The convoy arrives and leaves the area relatively quickly. While it passes by, four to five army jeeps drive parallel to it on the facing road. A little ahead, where the road forks, civilian vehicles have been stopped. A man gets out of his car and cools off his feet in what used to be an irrigation canal. Many other commuters do the same. A young girl in a passenger taxi wipes sweat off her forehead, and looks with embarrassment at the people around.

Catching up with the pilgrims again at Sarbal, about 500 metres from Nunwan base camp in Pahalgam, the major tourist destination in southern Kashmir where local residents avoid going at this time of the year because of security and traffic stops, every traveller, including the pilgrims, is frisked at a massive checkpoint.

The weather turns cloudy and it starts to rain, bringing some relief to the travellers. The pilgrims praise Lord Shiva. 

The yatra was not always a security-centric Hindu nationalistic project it has become. The cave itself is believed to have been discovered by a Muslim shepherd, Buta Malik, whose descendants performed Hindu rituals at the sanctum sanctorum alongside Hindu priests from two local religious organisations. But Maliks and the organisations were ousted by a Hindu religious board, which was formed in 2000.

The board was ensnared in political controversy when, without consulting the local government, it extended the period of the pilgrimage from 15 days to the current 45 days. A clandestine transfer of virgin forested land to the board in 2008 by an Indian bureaucrat led to the first of the three mass uprisings in Kashmir, the others taking place in 2010 and 2016.
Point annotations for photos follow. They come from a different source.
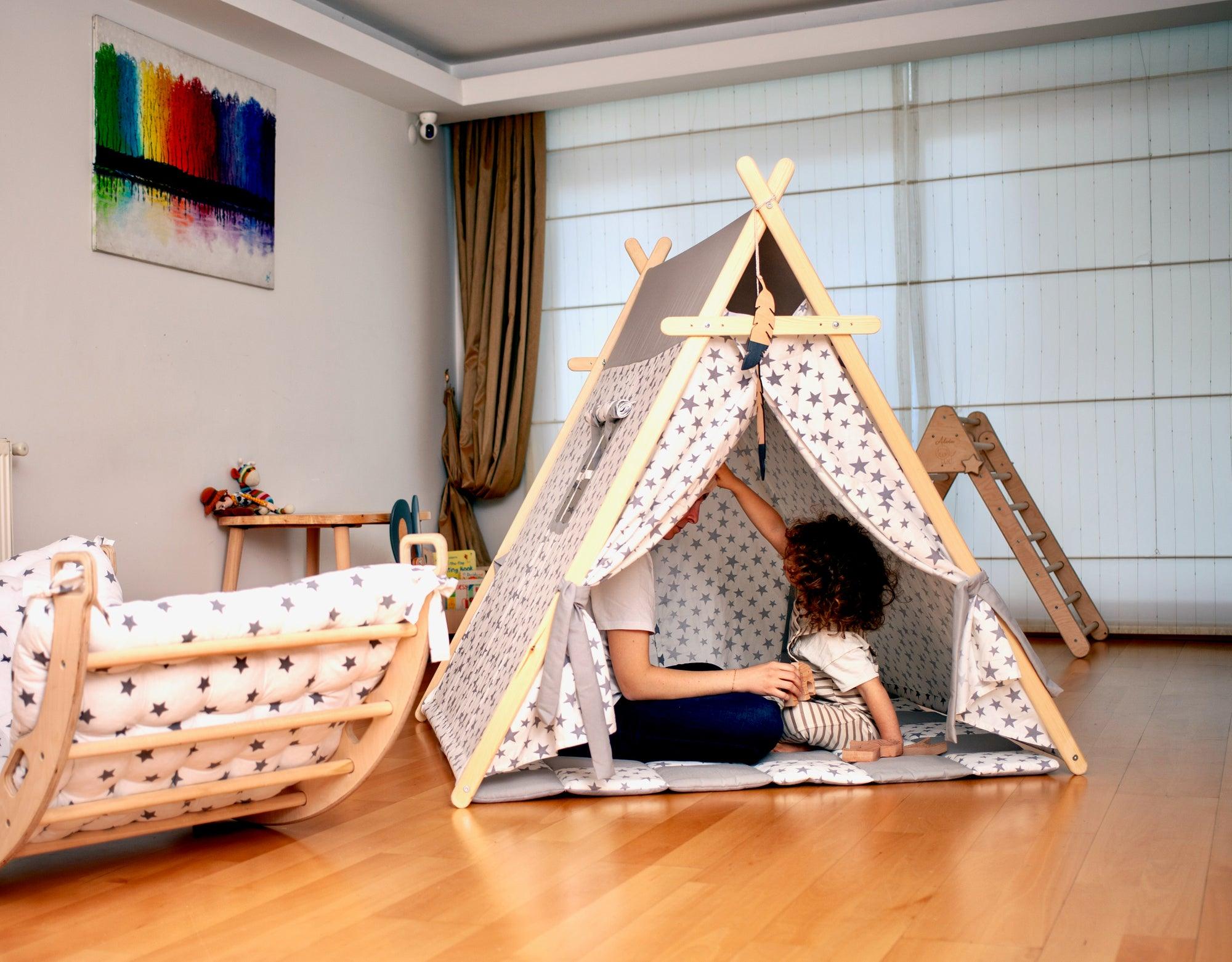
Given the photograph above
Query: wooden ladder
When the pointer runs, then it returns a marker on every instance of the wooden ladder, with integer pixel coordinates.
(953, 446)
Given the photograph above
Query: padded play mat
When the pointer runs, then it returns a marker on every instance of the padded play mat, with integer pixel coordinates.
(976, 754)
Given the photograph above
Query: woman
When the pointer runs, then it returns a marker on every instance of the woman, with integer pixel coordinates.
(687, 712)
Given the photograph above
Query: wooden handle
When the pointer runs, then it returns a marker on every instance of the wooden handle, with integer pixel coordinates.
(437, 542)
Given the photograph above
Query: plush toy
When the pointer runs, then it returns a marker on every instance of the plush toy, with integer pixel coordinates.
(246, 474)
(222, 503)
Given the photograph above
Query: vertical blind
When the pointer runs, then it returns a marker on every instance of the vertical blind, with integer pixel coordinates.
(1045, 234)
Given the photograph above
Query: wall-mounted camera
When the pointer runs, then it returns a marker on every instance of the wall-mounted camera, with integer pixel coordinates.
(428, 128)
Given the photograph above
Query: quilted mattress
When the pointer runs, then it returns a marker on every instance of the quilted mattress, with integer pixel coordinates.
(203, 692)
(976, 754)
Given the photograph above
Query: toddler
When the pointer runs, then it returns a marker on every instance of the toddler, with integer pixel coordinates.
(843, 586)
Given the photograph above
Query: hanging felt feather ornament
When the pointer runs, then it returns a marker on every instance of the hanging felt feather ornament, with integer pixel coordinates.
(763, 327)
(762, 433)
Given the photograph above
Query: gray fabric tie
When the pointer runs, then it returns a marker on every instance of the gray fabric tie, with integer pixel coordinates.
(569, 642)
(965, 593)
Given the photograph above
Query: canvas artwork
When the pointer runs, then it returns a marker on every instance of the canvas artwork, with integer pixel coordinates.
(184, 160)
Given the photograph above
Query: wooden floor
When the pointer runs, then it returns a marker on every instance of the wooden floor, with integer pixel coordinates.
(1133, 861)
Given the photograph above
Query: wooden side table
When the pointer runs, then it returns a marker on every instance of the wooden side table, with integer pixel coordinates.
(236, 527)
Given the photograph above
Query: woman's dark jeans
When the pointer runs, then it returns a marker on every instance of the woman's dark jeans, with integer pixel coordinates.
(737, 727)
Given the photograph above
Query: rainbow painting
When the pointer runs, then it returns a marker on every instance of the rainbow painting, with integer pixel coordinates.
(183, 160)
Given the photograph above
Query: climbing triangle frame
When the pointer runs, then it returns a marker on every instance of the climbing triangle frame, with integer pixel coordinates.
(953, 444)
It is not clear when the pilgrimage started. But until 1990, when the anti-India insurgency started in Kashmir region, which is more than 95 per cent Muslim, the pilgrimage was a very low-key affair, involving a few hundred Hindu godmen and other people.

After Hindu extremists destroyed a medieval mosque in India, a militant outfit, which doesn’t exist anymore, announced a ban on the yatra, in which a sizeable number of local Muslims provide horses, tents and also carry the elderly pilgrims on their shoulders on the treacherous 14 or 36 kilometre trek to the cave. The separatist leadership did not endorse the ban.

Despite several attacks on the pilgrims in the past 30 years by insurgents that have killed more than 40 people, the yatra never witnessed such a scale of militarisation as today.

On Monday, Governor of Jammu and Kashmir Satya Pal Malik told the media that “people should bear with traffic restrictions for the sake of pilgrims’ security”. The day the yatra began, he said the smooth conduct of the pilgrimage had been made possible more by Kashmiris than security forces. 

For local Kashmiris, the yatra has become an important tool in the Indian state’s myriad strategies to blunt the overwhelming pro-freedom and pro-Pakistan sentiment in Kashmir. The larger goal behind making the pilgrimage bigger—110,000 pilgrims visited the cave in only eight days this year— each passing year, according to one analyst, seems to turn Kashmir into a non-negotiable sacred land.

The shrine board, which manages the yatra, has paid no heed to expert recommendations calling for limiting the number of pilgrims from 1,000-5,000 a day. The board sends 18,000 a day to the cave by foot and helicopter. A study by a civil society group, titled Amarnath: a Militarized Pilgrimage, says that on any given day, there are about 50,000-60,000 people (when security personnel and service providers are added) on either of the two routes leading to the cave. 

Also unheeded have been environmental concerns. Tons of human and other waste is littered along the yatra route, some of which seeps into the river nearby and leads to a spurt in the cases of water-borne diseases among the local residents, especially after the pilgrimage ends. Roads and concrete buildings have been constructed in pristine forests and mountains.

But more than environmental factors, the deepening religious fault lines are a matter of concern. Pilgrim vehicles have been spared the $1.2 toll tax on the highway. The government had declined the local business community’s request for a toll waiver recently at a time when the local economy has suffered because of the volatile situation.